ECLI:NL:CRVB:2024:2267
Centrale Raad van Beroep
- Hoger beroep
- Rechtspraak.nl
Weigering toekenning Wajong-uitkering en duurzaamheid van arbeidsvermogen
In deze zaak gaat het om de weigering van het Uwv om appellant een Wajong-uitkering toe te kennen. Appellant stelt dat hij op 29 april 2021, de datum van zijn aanvraag, duurzaam niet over arbeidsvermogen beschikte. De Centrale Raad van Beroep oordeelt echter dat het Uwv terecht heeft geweigerd de uitkering toe te kennen. De Raad concludeert dat de besluitvorming zorgvuldig is geweest en dat er geen twijfel bestaat over de juistheid van de medische beoordeling. Appellant heeft ADHD en gedragsproblemen, maar het Uwv heeft vastgesteld dat zijn situatie niet duurzaam is. De Raad wijst erop dat appellant geen nieuwe medische informatie heeft overgelegd die zijn standpunt ondersteunt.
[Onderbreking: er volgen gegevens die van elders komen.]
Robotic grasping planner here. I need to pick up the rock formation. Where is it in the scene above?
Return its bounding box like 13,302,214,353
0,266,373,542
De rechtbank had eerder geoordeeld dat het Uwv een zorgvuldig medisch onderzoek heeft uitgevoerd en dat er mogelijkheden tot verbetering van appellants situatie zijn. De Raad bevestigt deze uitspraak en wijst het verzoek om schadevergoeding af, omdat het hoger beroep niet slaagt. De Raad benadrukt dat appellant voldoende gelegenheid heeft gehad om zijn standpunt te onderbouwen, maar dat hij hierin niet is geslaagd.